I am trying to get a weighted average from a dt, but neither apply nor agg seems to work, and my code returns the following error 'numpy.float64' object is not callable
I have the following df
df = pd.DataFrame([['RETIRO', 65, 1, 10.7],
['SAN NICOLAS',116, 1, 23.2],
['RETIRO', 101, 2, 28.7],
['FLORES', 136 , 2, 23.5]],
columns=['BARRIO', 'HOGARES', 'COMUNA', 'NSE'])
I define the function
def avg_w(dt):
return np.average(a = dt.NSE, weights = dt.HOGARES)
and now apply it to my df,
df.loc[:,['COMUNA','NSE','HOGARES']].groupby(['COMUNA']).apply(avg_w(df))
and it returns 'numpy.float64' object is not callable
I tried also something similar to the suggestions found in here and here
I changed the function,
def avg_w2(dt):
return pd.Series({'avg_w2': np.average(a = dt.NSE, weights = dt.HOGARES)})
and the apply
df.loc[:,['COMUNA','NSE','HOGARES']].groupby(['COMUNA']).apply({'avgw': [avg_w2(dt)]})
But it didn't work either. The code returns TypeError: unhashable type: 'dict'
The function works alone but something is not working when I passed it to apply (or aggregate, I tried with both of them)
I am expecting to obtain for each COMUNA the NSE average weighted by HOGARES.
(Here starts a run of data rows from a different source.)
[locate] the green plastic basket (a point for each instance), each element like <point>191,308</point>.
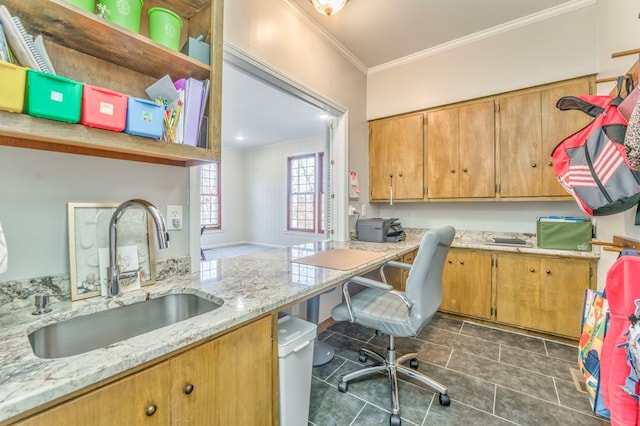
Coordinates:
<point>164,27</point>
<point>125,13</point>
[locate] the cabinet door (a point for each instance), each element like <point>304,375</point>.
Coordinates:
<point>557,125</point>
<point>477,150</point>
<point>139,399</point>
<point>564,282</point>
<point>228,381</point>
<point>407,155</point>
<point>396,158</point>
<point>442,154</point>
<point>540,293</point>
<point>380,168</point>
<point>466,283</point>
<point>461,152</point>
<point>520,145</point>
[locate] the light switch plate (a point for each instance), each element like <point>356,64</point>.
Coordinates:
<point>174,218</point>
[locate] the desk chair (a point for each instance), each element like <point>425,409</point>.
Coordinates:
<point>399,314</point>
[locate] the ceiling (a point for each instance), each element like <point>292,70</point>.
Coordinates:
<point>372,33</point>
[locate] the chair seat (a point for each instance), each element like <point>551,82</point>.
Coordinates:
<point>377,309</point>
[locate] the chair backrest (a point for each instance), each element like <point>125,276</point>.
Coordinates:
<point>424,284</point>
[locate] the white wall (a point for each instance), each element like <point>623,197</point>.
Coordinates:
<point>35,187</point>
<point>534,53</point>
<point>254,194</point>
<point>234,211</point>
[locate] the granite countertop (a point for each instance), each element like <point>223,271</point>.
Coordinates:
<point>248,285</point>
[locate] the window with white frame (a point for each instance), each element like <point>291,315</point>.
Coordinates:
<point>305,193</point>
<point>210,196</point>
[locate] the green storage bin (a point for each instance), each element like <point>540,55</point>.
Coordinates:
<point>13,79</point>
<point>565,235</point>
<point>53,97</point>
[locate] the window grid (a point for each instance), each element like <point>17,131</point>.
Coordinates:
<point>210,196</point>
<point>302,194</point>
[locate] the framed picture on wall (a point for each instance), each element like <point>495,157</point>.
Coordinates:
<point>89,248</point>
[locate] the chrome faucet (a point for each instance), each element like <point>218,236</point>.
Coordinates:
<point>113,271</point>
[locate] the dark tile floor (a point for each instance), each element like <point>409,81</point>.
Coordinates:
<point>494,377</point>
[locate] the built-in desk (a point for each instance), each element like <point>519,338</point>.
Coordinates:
<point>251,286</point>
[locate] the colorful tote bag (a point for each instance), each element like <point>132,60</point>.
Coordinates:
<point>594,328</point>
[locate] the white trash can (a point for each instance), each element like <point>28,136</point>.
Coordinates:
<point>295,360</point>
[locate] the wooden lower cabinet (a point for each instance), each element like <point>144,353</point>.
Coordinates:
<point>542,293</point>
<point>466,282</point>
<point>229,380</point>
<point>534,292</point>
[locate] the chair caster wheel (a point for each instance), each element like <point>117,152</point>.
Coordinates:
<point>444,400</point>
<point>394,420</point>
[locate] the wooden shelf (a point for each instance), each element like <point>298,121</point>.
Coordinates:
<point>92,50</point>
<point>21,130</point>
<point>72,27</point>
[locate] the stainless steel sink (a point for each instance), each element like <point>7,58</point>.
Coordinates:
<point>87,332</point>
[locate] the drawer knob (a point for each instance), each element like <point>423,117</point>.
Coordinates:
<point>151,410</point>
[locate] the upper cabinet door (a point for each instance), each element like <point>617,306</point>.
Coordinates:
<point>520,145</point>
<point>443,154</point>
<point>461,151</point>
<point>396,158</point>
<point>557,125</point>
<point>477,147</point>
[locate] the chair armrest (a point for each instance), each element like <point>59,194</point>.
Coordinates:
<point>393,264</point>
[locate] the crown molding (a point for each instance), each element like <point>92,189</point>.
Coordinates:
<point>491,32</point>
<point>316,28</point>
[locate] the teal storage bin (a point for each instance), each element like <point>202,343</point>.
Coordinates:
<point>53,97</point>
<point>144,118</point>
<point>565,235</point>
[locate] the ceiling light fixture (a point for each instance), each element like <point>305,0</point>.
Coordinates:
<point>328,7</point>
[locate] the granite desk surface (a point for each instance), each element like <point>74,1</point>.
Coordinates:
<point>249,285</point>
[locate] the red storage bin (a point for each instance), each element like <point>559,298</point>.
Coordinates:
<point>103,108</point>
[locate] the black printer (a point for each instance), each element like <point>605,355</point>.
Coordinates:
<point>378,230</point>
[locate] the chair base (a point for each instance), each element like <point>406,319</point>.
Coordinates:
<point>392,366</point>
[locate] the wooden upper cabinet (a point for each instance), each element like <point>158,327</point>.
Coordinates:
<point>461,151</point>
<point>92,50</point>
<point>396,158</point>
<point>530,127</point>
<point>520,145</point>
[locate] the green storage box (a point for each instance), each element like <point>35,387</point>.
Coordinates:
<point>53,97</point>
<point>564,235</point>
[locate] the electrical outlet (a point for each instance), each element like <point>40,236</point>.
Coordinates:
<point>174,218</point>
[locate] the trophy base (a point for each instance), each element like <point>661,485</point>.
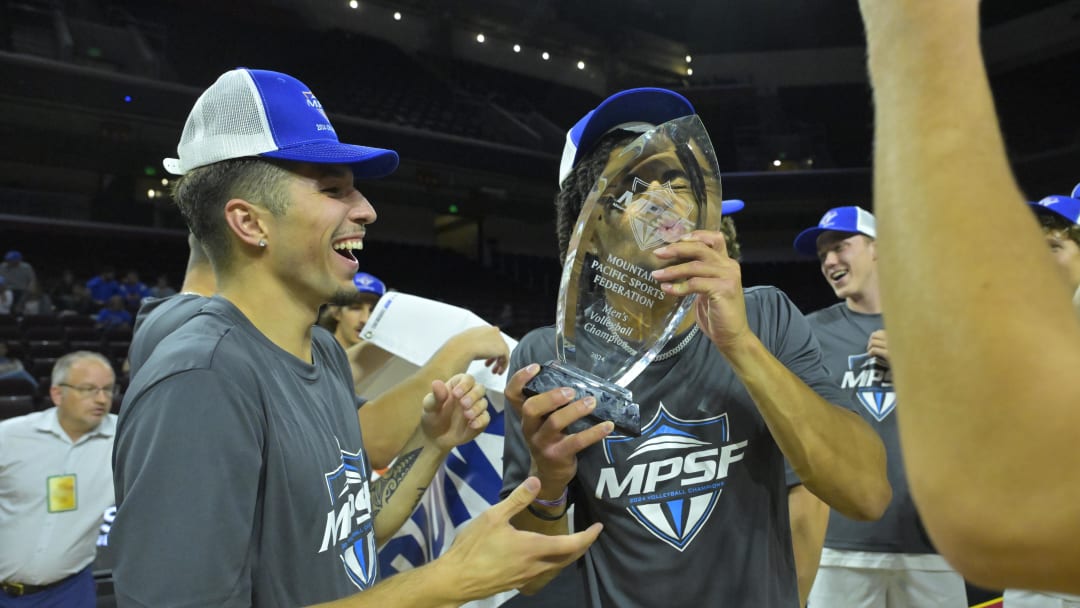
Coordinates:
<point>612,403</point>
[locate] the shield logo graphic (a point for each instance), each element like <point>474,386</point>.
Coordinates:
<point>672,469</point>
<point>348,491</point>
<point>875,389</point>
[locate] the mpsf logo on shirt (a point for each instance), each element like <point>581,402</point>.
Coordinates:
<point>670,477</point>
<point>349,522</point>
<point>872,379</point>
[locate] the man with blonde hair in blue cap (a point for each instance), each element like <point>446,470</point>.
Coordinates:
<point>696,509</point>
<point>240,469</point>
<point>888,563</point>
<point>1060,218</point>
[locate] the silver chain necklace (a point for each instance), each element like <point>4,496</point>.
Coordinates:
<point>663,355</point>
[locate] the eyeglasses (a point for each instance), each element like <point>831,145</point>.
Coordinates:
<point>90,390</point>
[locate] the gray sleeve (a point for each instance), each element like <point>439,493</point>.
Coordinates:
<point>515,454</point>
<point>188,468</point>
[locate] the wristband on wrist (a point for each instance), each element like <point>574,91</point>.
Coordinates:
<point>552,503</point>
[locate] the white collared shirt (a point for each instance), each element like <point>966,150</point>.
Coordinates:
<point>53,494</point>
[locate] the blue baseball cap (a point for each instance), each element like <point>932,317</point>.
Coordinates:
<point>1064,206</point>
<point>368,284</point>
<point>250,112</point>
<point>840,219</point>
<point>731,205</point>
<point>635,109</point>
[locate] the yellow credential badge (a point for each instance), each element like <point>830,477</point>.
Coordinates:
<point>62,494</point>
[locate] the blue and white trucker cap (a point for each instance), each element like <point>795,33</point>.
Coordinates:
<point>250,112</point>
<point>368,284</point>
<point>636,110</point>
<point>1064,206</point>
<point>840,219</point>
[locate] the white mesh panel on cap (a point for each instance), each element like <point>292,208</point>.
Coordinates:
<point>228,121</point>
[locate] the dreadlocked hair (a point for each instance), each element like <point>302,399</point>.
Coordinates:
<point>571,198</point>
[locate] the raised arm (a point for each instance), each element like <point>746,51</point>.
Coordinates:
<point>835,453</point>
<point>983,342</point>
<point>390,419</point>
<point>454,413</point>
<point>809,517</point>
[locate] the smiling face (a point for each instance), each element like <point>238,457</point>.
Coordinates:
<point>85,399</point>
<point>312,244</point>
<point>849,264</point>
<point>352,318</point>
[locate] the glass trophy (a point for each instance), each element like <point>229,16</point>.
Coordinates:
<point>612,318</point>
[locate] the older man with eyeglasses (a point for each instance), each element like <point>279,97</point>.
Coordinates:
<point>55,485</point>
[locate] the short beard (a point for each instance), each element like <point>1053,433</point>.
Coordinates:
<point>343,297</point>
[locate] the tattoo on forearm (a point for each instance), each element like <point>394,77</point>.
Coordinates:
<point>385,487</point>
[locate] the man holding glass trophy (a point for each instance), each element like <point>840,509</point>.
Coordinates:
<point>669,395</point>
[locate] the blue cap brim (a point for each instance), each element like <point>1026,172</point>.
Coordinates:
<point>1071,204</point>
<point>653,106</point>
<point>364,162</point>
<point>731,205</point>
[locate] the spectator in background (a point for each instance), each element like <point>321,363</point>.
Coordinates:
<point>162,288</point>
<point>104,286</point>
<point>7,298</point>
<point>36,301</point>
<point>113,314</point>
<point>133,291</point>
<point>13,367</point>
<point>18,274</point>
<point>55,485</point>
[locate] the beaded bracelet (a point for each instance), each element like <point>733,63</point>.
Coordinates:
<point>541,515</point>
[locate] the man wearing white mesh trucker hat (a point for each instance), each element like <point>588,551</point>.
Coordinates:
<point>241,476</point>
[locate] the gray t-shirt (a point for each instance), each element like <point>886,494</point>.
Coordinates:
<point>866,383</point>
<point>694,511</point>
<point>240,472</point>
<point>158,318</point>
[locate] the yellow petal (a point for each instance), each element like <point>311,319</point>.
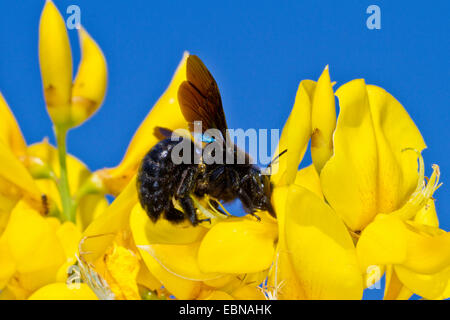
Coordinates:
<point>180,287</point>
<point>394,289</point>
<point>323,121</point>
<point>248,292</point>
<point>89,206</point>
<point>10,133</point>
<point>123,267</point>
<point>101,232</point>
<point>230,246</point>
<point>7,262</point>
<point>309,178</point>
<point>62,291</point>
<point>69,237</point>
<point>427,215</point>
<point>214,295</point>
<point>370,171</point>
<point>165,113</point>
<point>388,240</point>
<point>32,242</point>
<point>382,242</point>
<point>90,83</point>
<point>295,136</point>
<point>55,59</point>
<point>16,181</point>
<point>321,249</point>
<point>427,253</point>
<point>429,286</point>
<point>283,283</point>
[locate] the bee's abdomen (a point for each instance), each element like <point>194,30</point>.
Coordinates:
<point>156,179</point>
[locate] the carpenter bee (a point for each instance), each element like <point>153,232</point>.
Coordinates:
<point>163,185</point>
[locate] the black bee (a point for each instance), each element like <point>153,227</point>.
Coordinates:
<point>161,183</point>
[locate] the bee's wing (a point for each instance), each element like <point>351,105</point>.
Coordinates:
<point>199,98</point>
<point>162,133</point>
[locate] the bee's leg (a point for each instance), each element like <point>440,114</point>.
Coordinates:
<point>187,182</point>
<point>247,202</point>
<point>216,206</point>
<point>174,215</point>
<point>189,209</point>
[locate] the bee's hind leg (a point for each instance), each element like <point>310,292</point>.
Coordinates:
<point>174,215</point>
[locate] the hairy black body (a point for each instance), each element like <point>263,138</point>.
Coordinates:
<point>160,182</point>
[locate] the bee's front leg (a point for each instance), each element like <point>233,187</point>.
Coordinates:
<point>247,202</point>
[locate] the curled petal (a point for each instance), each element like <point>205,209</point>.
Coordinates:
<point>181,288</point>
<point>10,133</point>
<point>7,262</point>
<point>372,169</point>
<point>321,249</point>
<point>230,246</point>
<point>90,205</point>
<point>101,232</point>
<point>214,295</point>
<point>174,247</point>
<point>16,182</point>
<point>309,178</point>
<point>55,59</point>
<point>90,83</point>
<point>394,289</point>
<point>295,136</point>
<point>62,291</point>
<point>33,242</point>
<point>323,121</point>
<point>389,240</point>
<point>429,286</point>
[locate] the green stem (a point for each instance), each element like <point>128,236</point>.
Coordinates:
<point>69,208</point>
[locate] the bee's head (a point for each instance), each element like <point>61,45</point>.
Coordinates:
<point>259,189</point>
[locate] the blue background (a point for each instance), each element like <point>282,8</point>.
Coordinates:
<point>258,51</point>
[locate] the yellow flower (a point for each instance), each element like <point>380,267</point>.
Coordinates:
<point>61,291</point>
<point>179,256</point>
<point>16,183</point>
<point>165,113</point>
<point>33,249</point>
<point>69,104</point>
<point>315,256</point>
<point>373,183</point>
<point>36,249</point>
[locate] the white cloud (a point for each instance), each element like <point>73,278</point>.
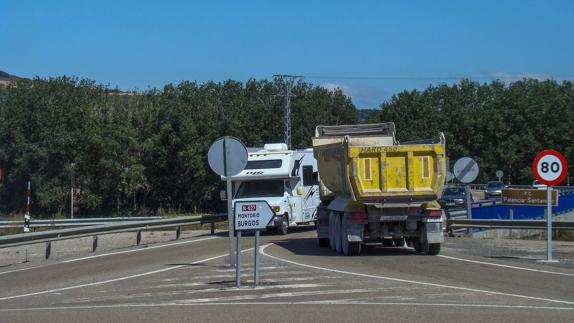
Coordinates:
<point>334,86</point>
<point>509,77</point>
<point>364,96</point>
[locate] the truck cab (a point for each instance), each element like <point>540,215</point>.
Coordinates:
<point>286,179</point>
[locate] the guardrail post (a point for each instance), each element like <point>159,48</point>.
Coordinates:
<point>94,243</point>
<point>48,249</point>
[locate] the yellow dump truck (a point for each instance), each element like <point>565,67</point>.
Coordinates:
<point>375,189</point>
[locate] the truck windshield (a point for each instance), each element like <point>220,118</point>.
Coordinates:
<point>262,188</point>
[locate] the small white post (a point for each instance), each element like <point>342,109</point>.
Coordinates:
<point>549,223</point>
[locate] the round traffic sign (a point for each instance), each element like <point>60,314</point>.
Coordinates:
<point>549,167</point>
<point>449,176</point>
<point>227,156</point>
<point>465,169</point>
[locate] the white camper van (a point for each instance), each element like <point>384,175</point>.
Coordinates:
<point>286,179</point>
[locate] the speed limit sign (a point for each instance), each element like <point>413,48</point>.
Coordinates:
<point>549,167</point>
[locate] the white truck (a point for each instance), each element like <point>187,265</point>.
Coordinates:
<point>286,179</point>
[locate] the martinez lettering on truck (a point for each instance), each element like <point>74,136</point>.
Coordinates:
<point>375,189</point>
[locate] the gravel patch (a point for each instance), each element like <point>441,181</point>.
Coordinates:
<point>521,250</point>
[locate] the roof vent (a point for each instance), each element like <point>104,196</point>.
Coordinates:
<point>275,147</point>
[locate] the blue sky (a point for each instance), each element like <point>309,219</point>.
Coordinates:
<point>370,49</point>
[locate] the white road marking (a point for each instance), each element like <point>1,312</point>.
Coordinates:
<point>411,281</point>
<point>109,254</point>
<point>310,303</point>
<point>507,266</point>
<point>115,279</point>
<point>274,295</point>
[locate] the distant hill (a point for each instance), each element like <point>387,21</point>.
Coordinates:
<point>6,78</point>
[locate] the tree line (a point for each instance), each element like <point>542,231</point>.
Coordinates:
<point>146,152</point>
<point>141,152</point>
<point>502,126</point>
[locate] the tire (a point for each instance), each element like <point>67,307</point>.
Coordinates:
<point>432,249</point>
<point>410,242</point>
<point>338,234</point>
<point>400,242</point>
<point>417,245</point>
<point>284,226</point>
<point>323,242</point>
<point>332,230</point>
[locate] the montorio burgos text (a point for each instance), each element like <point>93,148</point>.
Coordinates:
<point>248,219</point>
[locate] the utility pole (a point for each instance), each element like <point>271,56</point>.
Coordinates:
<point>289,80</point>
<point>72,165</point>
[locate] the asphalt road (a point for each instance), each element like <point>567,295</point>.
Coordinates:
<point>188,280</point>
Seems like what you want is the following:
df = df.iloc[:, 1:].groupby(by="COMUNA").apply(
lambda grp : np.average(a=grp['NSE'], weights=grp["HOGARES"])
)
Which results in the following dataframe:
COMUNA
1 18.711050
2 25.716034
Note: you may use a function instead of the lambda expression to apply it to each group, but you need to pass the function name itself i.e df.apply(avg_w2)
NOT df.apply(avg_w2(df))